I have a vague knowledge of my mum’s history, in the years before I existed. Lots of details of the good stuff, some vague understanding of terrible things that I was scared to ask questions about at the time, and now I never can and neither of us will find any closure. I know how she met my dad, the way she felt about being a parent. I know the music she listened to, the food she liked, the movies she watched. And I knew this endless undercurrent of sadness even though she was so smart, and beautiful and funny. Sadness, insecurity, deep depression, constantly undermining all her brilliant qualities. My mother was a self-sabotager. I’m worried that I am too.

Not for the same reasons, of course. For someone who couldn’t see their own worth or potential, my mum did an excellent job of making sure I knew mine. It’s generally acknowledged by those who are familiar that I am “like my dad” (shit happens, and we move on) and my brother is “like my mum” (shit always happens, and we dwell on it), but I realise now that it’s not really true. Inside and out I am my mother’s daughter, like a version of her she would have wanted to be herself, if not for the sadness and the insecurity and the deep depression. But the problem is that the sadness and the insecurity and the deep depression are there – I had a fleeting, flooring experience with it last year – and maybe you can’t escape that kind of thing, maybe I inherited it. But the other stuff, the optimism and confidence and happiness, (and yes I do generally feel like an optimistic and confident and happy person), they’re built on top and my mum did that for me. Maybe at her own personal sacrifice.

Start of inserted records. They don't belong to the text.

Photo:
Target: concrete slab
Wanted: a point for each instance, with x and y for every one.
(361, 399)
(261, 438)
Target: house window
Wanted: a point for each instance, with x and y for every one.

I’ve lived my whole adult life without my mum and it’s been like a weird, half life. Sometimes, I feel like I don’t know myself, because so much of who I am – all of who I am, in fact – is wrapped up in who my mum was, and it’s weird because I’m starting to realise that my mum and both my grandmothers are dead, which means that every woman who made me this girl is gone, and I thought I was mostly prepared for the world and for everything else I’d wing it, like I have done for everything in life, but did you know there is a whole ton of stuff to figure out still and who is gonna help me to do that?

And not to be rude, but… you can’t get this from anyone other than people who have known you since you took your first goddamn breath. Good girlfriends or good gayfriends or even a good boyfriend will not help you get to the core of who you are as a person. Or maybe they will for you, but they won’t for me.

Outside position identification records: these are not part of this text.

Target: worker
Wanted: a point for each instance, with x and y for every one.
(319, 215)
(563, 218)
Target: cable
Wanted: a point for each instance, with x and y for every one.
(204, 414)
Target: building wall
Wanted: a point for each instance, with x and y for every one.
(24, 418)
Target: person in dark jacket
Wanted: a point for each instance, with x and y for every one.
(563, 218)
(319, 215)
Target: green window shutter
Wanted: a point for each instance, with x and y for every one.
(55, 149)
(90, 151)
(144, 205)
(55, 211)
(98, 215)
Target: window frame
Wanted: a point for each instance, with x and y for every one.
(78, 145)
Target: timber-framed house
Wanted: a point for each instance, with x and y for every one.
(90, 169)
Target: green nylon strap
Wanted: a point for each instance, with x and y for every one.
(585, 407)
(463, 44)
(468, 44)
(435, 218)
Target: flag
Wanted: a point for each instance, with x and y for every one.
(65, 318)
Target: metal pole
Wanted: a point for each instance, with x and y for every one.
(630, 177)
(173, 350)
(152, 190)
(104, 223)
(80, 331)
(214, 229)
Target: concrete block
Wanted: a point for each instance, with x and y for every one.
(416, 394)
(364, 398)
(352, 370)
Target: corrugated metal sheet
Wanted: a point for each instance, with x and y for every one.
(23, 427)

Or maybe, if my mum hadn’t died (not when she did, anyway) this would never have been an issue. It just feels like a lot of me is missing, and not in the sense like grief makes you feel like something is missing, because this is a different kind of missing. It’s like I was being programmed and now it’s half-finished and I don’t know how to finish up the coding. It feels a lot like ~arrested development. You know. Comical, but kinda tragic I guess.

Or sometimes, I feel like it isn’t that I’m missing or broken or unfinished, it’s that my mum is… was… and the disorientation I feel is because ever since I can remember I knew my mum was sad and ever since I can remember the only real, true ambition I ever had was to figure out how to stop her from being sad and I never got a chance to. Whenever I write this kind of thing that doesn’t really make sense because it’s so hard to put it into words, I think I always end up here. Guilt. That’s only the second stage of grief! But I don’t know how to move on from it, because it will always always be unfinished and I will always be unfinished and it’s just exhausting trying to live a whole person’s life when some days I can be as little as a quarter of one.

Anyway, it’s mothers day so I’m feeling contemplative and introspective and then words come out. Mum, you were so wonderful and so flawed, and you were mine and I loved you the most of anything, ever. Today is hard.